Location: Market Quality and Handling Research
Title: Utilizing NIR to Predict Total Oil, Sugars, Fatty Acids and Tocopherols in Whole Peanut Seeds. Authors
Submitted to: American Peanut Research and Education Society Abstracts
Publication Type: Abstract Only
Publication Acceptance Date: June 18, 2012
Publication Date: N/A
Interpretive Summary: Methods are needed that are quick, cheap and do not destroy the sample are needed to determine the nutritional composition of peanuts by breeders in order to produce varieties with improved nutritional characteristics. Near Infrared Spectroscopy (NIR) was evaluated for the fatty acid, palmitic acid, total oil content, vitamin E content and total sugar content. The samples evaluated were from the 2009 and 2010 plots used for the Uniform Peanut Performance Tests (UPPT) which represent the Southern US peanut growing regions. Comparisons were done with the data obtained by the current methods of instrumentation. It was found that the results for total oil and fatty acid content were more accurately measured by NIR than vitamin E and sugars. Although accuracy was lacking, the speed and cost of the NIR was acceptable when compared with having no data to use.

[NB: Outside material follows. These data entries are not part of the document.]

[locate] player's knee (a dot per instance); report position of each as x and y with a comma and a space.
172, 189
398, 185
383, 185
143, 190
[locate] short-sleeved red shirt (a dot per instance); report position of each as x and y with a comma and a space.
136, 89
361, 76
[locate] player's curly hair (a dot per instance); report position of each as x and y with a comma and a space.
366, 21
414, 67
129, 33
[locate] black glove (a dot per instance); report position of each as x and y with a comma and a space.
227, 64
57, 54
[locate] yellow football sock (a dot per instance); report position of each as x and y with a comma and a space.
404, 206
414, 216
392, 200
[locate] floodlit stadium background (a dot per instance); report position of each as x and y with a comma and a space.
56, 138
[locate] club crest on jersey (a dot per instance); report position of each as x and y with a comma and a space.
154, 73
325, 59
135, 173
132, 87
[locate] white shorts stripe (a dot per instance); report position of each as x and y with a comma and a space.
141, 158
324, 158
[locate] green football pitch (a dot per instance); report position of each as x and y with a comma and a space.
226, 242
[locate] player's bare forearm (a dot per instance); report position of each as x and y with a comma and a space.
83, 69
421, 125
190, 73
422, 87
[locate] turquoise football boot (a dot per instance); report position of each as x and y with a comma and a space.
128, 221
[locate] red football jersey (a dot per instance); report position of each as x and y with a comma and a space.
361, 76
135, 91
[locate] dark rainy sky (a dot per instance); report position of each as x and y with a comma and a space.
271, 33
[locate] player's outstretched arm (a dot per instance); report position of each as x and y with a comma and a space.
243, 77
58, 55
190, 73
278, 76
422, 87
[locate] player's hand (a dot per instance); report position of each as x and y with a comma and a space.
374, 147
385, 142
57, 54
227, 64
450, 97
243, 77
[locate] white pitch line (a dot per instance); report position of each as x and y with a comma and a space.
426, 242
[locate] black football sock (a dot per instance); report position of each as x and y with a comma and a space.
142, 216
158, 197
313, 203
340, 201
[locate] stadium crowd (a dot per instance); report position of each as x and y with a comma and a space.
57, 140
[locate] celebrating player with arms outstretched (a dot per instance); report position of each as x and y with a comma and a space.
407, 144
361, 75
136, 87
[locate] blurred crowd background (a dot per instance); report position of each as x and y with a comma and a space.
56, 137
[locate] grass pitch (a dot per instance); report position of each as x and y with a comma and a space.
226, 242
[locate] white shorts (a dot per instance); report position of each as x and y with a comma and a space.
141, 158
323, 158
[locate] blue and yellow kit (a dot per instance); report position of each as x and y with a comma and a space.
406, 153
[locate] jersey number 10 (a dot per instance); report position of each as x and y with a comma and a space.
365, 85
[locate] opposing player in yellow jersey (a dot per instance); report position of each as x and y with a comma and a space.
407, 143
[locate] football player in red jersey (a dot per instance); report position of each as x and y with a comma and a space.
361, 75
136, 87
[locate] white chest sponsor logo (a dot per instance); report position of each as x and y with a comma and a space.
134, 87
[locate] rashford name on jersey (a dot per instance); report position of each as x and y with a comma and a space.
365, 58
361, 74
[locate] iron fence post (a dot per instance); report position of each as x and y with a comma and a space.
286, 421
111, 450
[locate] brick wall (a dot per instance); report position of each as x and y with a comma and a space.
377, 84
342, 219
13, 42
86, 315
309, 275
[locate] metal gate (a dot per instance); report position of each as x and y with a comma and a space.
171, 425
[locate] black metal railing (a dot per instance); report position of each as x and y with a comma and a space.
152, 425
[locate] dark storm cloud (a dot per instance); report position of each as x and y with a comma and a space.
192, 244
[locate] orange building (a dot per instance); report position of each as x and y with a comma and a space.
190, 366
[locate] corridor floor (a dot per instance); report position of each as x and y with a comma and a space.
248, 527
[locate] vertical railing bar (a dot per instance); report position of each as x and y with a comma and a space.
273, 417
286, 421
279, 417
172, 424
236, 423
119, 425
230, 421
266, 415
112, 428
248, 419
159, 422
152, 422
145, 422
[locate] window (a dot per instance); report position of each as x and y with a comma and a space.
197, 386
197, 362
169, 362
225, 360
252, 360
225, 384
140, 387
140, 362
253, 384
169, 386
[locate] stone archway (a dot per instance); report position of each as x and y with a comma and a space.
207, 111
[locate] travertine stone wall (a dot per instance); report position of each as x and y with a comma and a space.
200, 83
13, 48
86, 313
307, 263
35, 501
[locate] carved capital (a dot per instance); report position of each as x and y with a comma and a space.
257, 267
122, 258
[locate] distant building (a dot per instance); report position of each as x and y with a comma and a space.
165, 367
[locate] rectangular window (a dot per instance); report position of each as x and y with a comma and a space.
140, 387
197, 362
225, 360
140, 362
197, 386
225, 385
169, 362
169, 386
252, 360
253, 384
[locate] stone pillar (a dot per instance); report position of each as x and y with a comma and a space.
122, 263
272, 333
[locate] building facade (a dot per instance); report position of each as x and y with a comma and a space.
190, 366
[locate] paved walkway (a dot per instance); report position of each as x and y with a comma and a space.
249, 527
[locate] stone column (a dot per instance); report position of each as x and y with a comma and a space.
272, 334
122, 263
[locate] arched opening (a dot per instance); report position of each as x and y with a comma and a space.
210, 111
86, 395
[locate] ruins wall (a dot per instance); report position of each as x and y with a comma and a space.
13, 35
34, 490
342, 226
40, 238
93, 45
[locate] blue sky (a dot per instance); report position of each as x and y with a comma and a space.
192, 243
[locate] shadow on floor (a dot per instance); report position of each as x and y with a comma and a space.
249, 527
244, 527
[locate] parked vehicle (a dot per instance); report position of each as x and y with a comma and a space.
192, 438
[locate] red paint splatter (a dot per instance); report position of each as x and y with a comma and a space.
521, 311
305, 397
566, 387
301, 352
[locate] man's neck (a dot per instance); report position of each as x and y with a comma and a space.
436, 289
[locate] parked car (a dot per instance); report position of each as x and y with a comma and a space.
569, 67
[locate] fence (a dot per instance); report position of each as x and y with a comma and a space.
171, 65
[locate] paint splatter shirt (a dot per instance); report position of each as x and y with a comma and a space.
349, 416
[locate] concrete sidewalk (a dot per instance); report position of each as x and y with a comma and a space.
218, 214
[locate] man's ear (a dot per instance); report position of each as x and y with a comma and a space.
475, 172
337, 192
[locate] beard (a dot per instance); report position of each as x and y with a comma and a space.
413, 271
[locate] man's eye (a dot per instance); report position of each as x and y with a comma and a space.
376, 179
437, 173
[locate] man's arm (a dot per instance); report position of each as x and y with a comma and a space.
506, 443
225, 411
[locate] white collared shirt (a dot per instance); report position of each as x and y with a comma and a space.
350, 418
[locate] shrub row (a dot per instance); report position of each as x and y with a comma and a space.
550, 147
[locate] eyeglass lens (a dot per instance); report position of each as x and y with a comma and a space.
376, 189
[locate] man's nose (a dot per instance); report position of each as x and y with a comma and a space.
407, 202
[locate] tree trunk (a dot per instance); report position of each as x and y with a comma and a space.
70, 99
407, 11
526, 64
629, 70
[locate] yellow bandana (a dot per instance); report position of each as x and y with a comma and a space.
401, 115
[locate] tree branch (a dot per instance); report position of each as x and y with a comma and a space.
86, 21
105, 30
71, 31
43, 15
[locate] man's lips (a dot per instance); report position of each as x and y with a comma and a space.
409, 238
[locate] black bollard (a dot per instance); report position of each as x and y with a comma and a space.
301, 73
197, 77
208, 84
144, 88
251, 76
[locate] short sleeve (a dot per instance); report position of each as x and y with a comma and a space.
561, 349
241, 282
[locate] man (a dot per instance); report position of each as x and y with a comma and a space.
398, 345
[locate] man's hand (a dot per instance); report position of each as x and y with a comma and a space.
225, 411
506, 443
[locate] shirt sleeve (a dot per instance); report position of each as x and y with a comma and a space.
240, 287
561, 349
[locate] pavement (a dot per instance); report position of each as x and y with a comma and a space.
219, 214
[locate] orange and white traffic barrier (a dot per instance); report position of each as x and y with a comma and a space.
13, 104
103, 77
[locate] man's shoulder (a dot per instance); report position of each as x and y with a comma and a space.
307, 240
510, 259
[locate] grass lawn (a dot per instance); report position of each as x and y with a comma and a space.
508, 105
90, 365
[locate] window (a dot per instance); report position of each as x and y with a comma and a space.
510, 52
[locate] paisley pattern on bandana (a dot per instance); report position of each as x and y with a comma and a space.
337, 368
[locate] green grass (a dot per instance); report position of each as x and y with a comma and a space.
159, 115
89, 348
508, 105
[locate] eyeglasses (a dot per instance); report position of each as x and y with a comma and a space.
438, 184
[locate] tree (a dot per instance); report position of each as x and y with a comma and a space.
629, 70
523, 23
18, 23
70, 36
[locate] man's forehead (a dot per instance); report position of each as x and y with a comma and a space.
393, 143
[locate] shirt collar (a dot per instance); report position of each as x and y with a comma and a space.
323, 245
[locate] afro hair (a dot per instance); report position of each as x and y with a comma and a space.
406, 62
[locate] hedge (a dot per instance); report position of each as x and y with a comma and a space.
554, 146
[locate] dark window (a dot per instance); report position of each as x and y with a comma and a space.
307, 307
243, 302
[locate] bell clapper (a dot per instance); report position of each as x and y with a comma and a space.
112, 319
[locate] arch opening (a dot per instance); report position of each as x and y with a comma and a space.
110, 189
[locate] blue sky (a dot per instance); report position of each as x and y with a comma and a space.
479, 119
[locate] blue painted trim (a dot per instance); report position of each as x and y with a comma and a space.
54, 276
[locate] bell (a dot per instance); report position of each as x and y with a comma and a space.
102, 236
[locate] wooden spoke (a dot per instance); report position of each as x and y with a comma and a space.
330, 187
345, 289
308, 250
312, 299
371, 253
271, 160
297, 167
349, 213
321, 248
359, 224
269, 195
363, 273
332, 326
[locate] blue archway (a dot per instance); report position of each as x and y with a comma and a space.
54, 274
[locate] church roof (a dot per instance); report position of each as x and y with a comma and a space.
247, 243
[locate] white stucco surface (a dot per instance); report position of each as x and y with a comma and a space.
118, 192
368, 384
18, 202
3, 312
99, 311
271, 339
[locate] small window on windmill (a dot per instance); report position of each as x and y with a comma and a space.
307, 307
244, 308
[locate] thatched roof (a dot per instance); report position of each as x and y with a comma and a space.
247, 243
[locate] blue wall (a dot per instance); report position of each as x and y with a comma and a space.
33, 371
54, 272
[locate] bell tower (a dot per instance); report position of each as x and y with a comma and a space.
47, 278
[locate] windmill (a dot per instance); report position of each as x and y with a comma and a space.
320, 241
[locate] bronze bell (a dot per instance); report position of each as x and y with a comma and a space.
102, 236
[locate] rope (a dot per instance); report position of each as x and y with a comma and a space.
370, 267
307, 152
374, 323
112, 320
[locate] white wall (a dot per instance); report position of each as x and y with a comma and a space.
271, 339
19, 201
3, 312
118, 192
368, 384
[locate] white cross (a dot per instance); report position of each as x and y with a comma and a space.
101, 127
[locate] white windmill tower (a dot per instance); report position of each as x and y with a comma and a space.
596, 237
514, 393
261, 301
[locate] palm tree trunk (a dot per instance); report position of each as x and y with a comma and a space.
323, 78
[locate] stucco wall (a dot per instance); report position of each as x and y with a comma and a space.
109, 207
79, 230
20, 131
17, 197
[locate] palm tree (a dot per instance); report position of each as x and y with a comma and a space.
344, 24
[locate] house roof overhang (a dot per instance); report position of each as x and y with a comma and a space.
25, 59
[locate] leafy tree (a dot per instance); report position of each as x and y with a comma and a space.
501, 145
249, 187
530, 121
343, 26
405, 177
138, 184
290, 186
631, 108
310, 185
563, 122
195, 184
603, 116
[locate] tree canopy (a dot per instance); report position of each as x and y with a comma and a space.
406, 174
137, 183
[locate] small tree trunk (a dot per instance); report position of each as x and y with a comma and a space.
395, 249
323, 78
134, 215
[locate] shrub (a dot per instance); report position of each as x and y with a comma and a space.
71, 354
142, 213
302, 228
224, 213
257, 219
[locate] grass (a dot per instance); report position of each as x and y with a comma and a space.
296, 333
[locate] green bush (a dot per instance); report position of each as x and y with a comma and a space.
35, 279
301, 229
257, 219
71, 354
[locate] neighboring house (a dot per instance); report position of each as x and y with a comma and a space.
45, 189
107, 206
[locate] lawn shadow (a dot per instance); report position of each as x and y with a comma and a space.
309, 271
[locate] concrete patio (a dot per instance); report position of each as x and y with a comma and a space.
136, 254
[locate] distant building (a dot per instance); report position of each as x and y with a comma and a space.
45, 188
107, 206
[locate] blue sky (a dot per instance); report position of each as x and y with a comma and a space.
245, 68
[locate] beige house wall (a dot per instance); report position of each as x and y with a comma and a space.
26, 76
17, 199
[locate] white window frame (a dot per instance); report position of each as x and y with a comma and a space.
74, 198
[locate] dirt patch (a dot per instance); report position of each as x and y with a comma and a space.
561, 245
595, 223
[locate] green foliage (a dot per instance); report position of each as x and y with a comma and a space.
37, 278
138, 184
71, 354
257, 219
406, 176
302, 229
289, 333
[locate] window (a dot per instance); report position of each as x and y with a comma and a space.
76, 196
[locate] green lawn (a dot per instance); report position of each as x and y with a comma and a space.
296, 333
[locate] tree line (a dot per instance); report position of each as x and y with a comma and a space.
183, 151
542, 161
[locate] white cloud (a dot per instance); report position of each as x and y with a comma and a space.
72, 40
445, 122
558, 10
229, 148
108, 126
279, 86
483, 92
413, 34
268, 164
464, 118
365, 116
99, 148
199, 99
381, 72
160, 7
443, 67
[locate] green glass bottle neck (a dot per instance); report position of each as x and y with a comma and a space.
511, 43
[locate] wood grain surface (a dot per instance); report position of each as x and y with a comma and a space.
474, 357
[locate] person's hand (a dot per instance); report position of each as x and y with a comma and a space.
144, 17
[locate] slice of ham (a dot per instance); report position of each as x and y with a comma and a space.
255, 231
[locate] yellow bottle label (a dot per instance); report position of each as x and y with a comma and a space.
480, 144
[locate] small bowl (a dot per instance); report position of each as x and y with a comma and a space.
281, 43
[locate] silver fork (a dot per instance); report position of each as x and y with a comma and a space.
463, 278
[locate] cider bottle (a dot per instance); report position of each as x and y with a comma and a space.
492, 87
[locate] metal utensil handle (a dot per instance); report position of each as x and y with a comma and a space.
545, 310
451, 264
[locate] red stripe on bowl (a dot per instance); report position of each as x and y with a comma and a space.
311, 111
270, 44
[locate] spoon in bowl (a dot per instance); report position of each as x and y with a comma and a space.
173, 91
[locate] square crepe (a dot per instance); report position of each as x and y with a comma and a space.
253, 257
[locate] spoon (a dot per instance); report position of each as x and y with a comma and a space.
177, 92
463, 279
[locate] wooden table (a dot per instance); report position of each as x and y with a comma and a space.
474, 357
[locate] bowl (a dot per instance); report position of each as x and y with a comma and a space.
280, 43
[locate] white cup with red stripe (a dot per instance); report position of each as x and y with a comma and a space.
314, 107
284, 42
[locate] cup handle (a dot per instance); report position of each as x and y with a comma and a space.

Technical Abstract: Improving nutritional composition of peanut is a goal of many peanut breeding programs. Among the factors under consideration are total oil, fatty acids, antioxidants, and sugars. Because breeding programs develop and evaluate thousands of segregating progeny each year, they require rapid, inexpensive, and often non-destructive methods to evaluate chemical composition of peanuts. One such tool is Near Infrared Spectroscopy (NIR).The University of Florida peanut breeding program has utilized a ThermoNicolet Nexus 670 FT-IR scanning monochronometer equipped with a NearIR UpDrift Smart to develop predictions for oleic and linoleic fatty acids. This report will summarize progress in developing NIR predictions for palmitic fatty acid, total oil, tocopherols and sugars. Total oil, tocopherols and sugars were measured from samples harvested in 2009 and 2010 from field plots across the entire peanut growing region of the southern United States (Alabama, Florida, Georgia, North Carolina, Oklahoma, South Carolina, Texas and Virginia as part of the Uniform Peanut Performance Tests (UPPT). Constituents were measured by the USDA-ARS Market Handling and Quality Research Unit (MHQRU). Spectra were obtained using a subsample of the seeds used for testing by MHQRU. Calibration models were developed for total sugars, oils and tocopherols. Separately, spectral data were obtained on single seeds and palmitic acid was measured in the seeds by Gas Chromatography. Preliminary NIR predictions utilizing whole, single seeds were developed for total oil, palmitic acid, total tocopherols and total sugars. The calibration equation predicted palmitic acid with an R2 of 0.72 and a slope of 0.95. Five individual seeds from each of 19 cultivars were used to externally validate the calibration equation. NIR predicted palmitic acid from the external validation set with an R2 of 0.80 and a slope of 1.04. Calibration results for total oil showed R2 of 0.84. Results show that prediction of total tocopherols (R2=0.65) and sugars (R2=0.71) are not as precise as total oil and oleic/linoliec/palmitic fatty acids. Current methodologies for measuring tocopherols and sugars are not used routinely in peanut breeding programs because they are slow and expensive. Therefore, even a moderate level of predictive accuracy is preferable to no information.